My goal for February was to read a couple books for Black History Month. Not surprisingly, I managed one: Ralph Ellison’s classic, Invisible Man. The novel is substantial, both in its scope and narrative approach. It took me ages to read–and I abandoned it at one point and picked up a different book, read magazines, anything really to escape the relentless story.
The title, metaphorical, not literal, refers to the narrator’s lack of identity as a black man. He can walk down a street and no one sees him. He can stand on the street and people will pass on by as if he wasn’t even there. Invisibility — blessing and a curse — defines his life. And what a troubled life, kicked out of school (not his fault), and settling in New York City, things go from bad to worse for the man. The novel, which was first published in 1952, and it was interesting to read it now, over fifty years later. Ellison’s writing style, while imbued with the tone and tenacity of the time, doesn’t feel dated. In fact, the book reminded me a lot of The Best of Everything, not in its subject matter, characterization or plot, but more because of its uncanny ability to bring the story to life and embed in a very particular time and place.
My 1001 Books You Must Read Before You Die tome suggests the novel has existential themes, and I’d agree, the narrator can’t help but contemplate his existence; it’s the purest form of a Manichean dialogue, race goes beyond allegory, it’s essential and he’s essentially being defined against it by just about everyone he comes into contact with him. There were moments when the cruelty of the world became almost too much for me to bear — I turned away like I did when I watched Inglorious Basterds, when the violence, meant to be too much, shocked me into tears.

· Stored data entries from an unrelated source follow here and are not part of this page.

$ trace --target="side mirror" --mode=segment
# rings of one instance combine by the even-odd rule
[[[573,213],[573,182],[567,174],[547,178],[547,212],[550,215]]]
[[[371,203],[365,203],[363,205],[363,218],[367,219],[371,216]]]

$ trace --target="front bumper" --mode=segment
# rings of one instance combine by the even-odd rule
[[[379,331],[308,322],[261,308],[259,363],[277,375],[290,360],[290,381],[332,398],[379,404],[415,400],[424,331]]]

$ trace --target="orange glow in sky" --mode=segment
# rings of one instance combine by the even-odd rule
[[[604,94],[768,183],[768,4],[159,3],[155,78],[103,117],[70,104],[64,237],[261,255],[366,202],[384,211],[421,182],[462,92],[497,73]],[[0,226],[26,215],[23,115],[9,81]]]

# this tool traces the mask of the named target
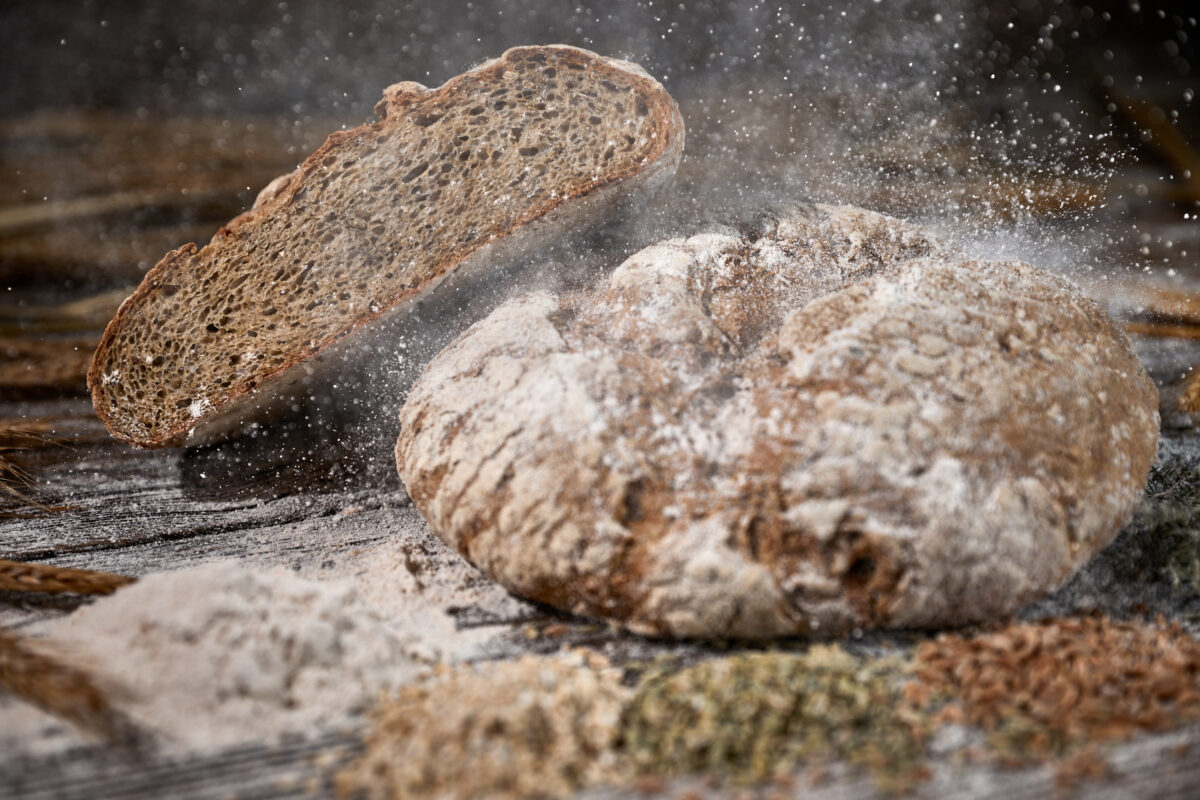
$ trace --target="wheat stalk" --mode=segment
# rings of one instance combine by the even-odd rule
[[[63,444],[61,439],[51,436],[51,424],[45,420],[22,422],[16,427],[10,422],[0,422],[0,499],[7,496],[17,506],[33,506],[41,511],[58,511],[60,506],[47,506],[28,494],[36,481],[25,469],[13,463],[7,453],[14,450],[32,450]],[[14,516],[11,509],[0,509],[0,517]]]
[[[112,707],[89,675],[5,631],[0,631],[0,687],[106,741],[125,746],[143,741],[137,726]]]
[[[90,569],[53,567],[0,558],[0,590],[45,594],[112,594],[136,578]]]
[[[33,476],[4,457],[0,452],[0,492],[8,495],[18,503],[37,505],[24,489],[33,485]]]

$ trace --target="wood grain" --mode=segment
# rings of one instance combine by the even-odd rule
[[[137,280],[204,243],[334,130],[267,118],[48,111],[0,122],[0,279]]]
[[[11,339],[0,350],[0,384],[7,363],[41,387],[5,394],[0,386],[0,419],[42,421],[46,432],[64,442],[9,454],[34,477],[28,491],[41,505],[0,505],[0,513],[19,514],[0,517],[0,559],[131,576],[218,558],[320,572],[352,553],[392,541],[400,531],[420,532],[421,547],[439,546],[395,475],[396,431],[388,414],[360,415],[332,428],[284,424],[255,439],[203,449],[136,451],[110,439],[89,402],[77,395],[77,365],[59,371],[67,360],[60,358],[64,353],[84,353],[78,360],[86,360],[82,343],[99,334],[110,313],[103,309],[123,294],[119,287],[138,279],[167,248],[210,235],[335,127],[316,121],[314,136],[281,129],[273,120],[139,120],[80,112],[0,122],[0,219],[6,220],[0,224],[0,278],[49,287],[30,290],[20,302],[10,296],[0,308],[0,333]],[[1093,194],[1087,186],[1055,191],[1068,205],[1087,205]],[[1060,199],[1051,192],[1046,202],[1057,207]],[[67,291],[62,281],[68,278],[117,289],[117,296],[71,306],[91,292]],[[1195,321],[1189,304],[1185,297],[1170,306],[1178,310],[1173,321]],[[71,337],[81,344],[71,343]],[[14,355],[4,362],[9,350]],[[1187,366],[1164,362],[1160,371],[1177,373]],[[67,377],[60,380],[60,375]],[[1200,456],[1200,444],[1190,433],[1172,436],[1176,445]],[[1200,610],[1194,602],[1172,599],[1163,587],[1152,587],[1155,591],[1143,597],[1140,587],[1100,585],[1137,593],[1145,613],[1178,616],[1181,609]],[[1116,601],[1108,609],[1103,605],[1107,595],[1098,601],[1101,610],[1128,610]],[[10,636],[32,632],[85,602],[77,596],[0,590],[0,628]],[[1061,613],[1070,605],[1048,601],[1042,608]],[[633,637],[529,604],[446,610],[460,627],[495,631],[483,658],[581,645],[617,663],[661,655],[687,661],[731,649]],[[867,634],[847,645],[871,653],[919,638]],[[355,731],[329,730],[313,731],[303,740],[186,758],[153,752],[134,756],[86,743],[65,749],[48,745],[48,740],[30,741],[0,750],[0,798],[326,796],[333,774],[359,748]],[[1196,728],[1122,745],[1110,755],[1114,776],[1085,785],[1080,796],[1200,796],[1197,748]],[[939,762],[918,796],[1040,798],[1055,791],[1049,768],[1014,771]],[[728,796],[699,781],[678,782],[658,796],[685,792]],[[615,800],[629,793],[596,789],[585,796]],[[802,779],[762,796],[868,798],[876,793],[869,781],[834,769],[821,786]]]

I was first supposed to read Ellison’s masterpiece in university. At the time, I was too wrapped up in Faulkner, a writerly obsession I carried with me from high school. Since then, I’ve carried my same copy around with me from apartment to apartment, keeping it on that metaphorical ‘to be read’ someday shelf with many other books from school. Slowly but surely, I’m working my way through a lot of them. Because I read so much modern Can Lit, and let’s face it, books that are published by the houses where I worked over the last five years, I’ve been rebelling a little. When I go to the shelf I’m inspired to pick up big, heavy books like Invisible Man and give my brain a work out. I imagine writing a paper filled with literary theory, can smell the air in the library as I do research, and think that Invisible Man does exactly what a classic piece of literature should do, it lasts.

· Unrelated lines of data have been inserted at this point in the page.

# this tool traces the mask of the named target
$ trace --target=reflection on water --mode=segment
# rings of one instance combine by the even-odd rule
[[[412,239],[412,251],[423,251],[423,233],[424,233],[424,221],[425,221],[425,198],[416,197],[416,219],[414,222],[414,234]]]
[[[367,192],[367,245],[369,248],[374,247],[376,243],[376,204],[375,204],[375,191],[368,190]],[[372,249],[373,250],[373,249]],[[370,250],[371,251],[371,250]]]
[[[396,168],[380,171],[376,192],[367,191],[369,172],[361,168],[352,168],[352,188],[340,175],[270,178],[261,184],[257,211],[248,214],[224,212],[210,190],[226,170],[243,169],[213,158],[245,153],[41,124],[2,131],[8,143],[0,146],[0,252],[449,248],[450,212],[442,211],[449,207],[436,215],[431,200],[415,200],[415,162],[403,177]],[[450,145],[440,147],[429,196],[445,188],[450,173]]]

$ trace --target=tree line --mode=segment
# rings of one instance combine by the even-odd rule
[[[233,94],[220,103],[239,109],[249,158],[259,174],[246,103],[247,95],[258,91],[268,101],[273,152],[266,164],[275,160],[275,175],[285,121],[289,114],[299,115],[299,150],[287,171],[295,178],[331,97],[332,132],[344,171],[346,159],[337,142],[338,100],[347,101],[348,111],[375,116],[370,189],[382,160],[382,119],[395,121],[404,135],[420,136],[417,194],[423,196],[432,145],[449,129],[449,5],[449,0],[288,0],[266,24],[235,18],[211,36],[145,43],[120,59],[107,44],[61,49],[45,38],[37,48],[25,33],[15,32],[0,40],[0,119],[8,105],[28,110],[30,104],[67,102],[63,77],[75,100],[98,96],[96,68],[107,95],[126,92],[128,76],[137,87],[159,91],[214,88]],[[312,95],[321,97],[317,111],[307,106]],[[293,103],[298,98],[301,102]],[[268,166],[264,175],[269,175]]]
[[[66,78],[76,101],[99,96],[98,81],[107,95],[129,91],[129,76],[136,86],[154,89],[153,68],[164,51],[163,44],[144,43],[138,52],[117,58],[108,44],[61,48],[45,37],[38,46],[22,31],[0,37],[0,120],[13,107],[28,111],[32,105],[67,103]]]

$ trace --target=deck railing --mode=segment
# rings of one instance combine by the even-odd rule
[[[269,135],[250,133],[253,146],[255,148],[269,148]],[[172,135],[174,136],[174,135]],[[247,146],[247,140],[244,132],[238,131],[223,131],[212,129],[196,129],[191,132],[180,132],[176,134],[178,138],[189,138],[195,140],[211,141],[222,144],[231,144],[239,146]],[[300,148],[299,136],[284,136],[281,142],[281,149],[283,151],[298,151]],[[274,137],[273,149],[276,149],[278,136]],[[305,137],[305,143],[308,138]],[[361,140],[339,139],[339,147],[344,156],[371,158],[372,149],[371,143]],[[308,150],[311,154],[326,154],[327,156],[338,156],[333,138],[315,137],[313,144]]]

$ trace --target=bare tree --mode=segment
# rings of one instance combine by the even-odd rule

READING CHALLENGES: 1001 Books, natch.
WHAT’S UP NEXT: I can’t blog about the book I read this week, Emma Donoghue’s Room (#13), because it’s not out until Fall 2010. But I will say this, it’s exceptional — a literary page turner of the likes I’ve never read before, and it’s become one of my favourite new books of the year. I can’t wait to talk to people about it once it’s actually published. So I’m going to try to finish the totally absurd The Third Policeman (also a 1001 Book), and a couple other Irish writers because it’s March and my theme is, well, Irish writing this month.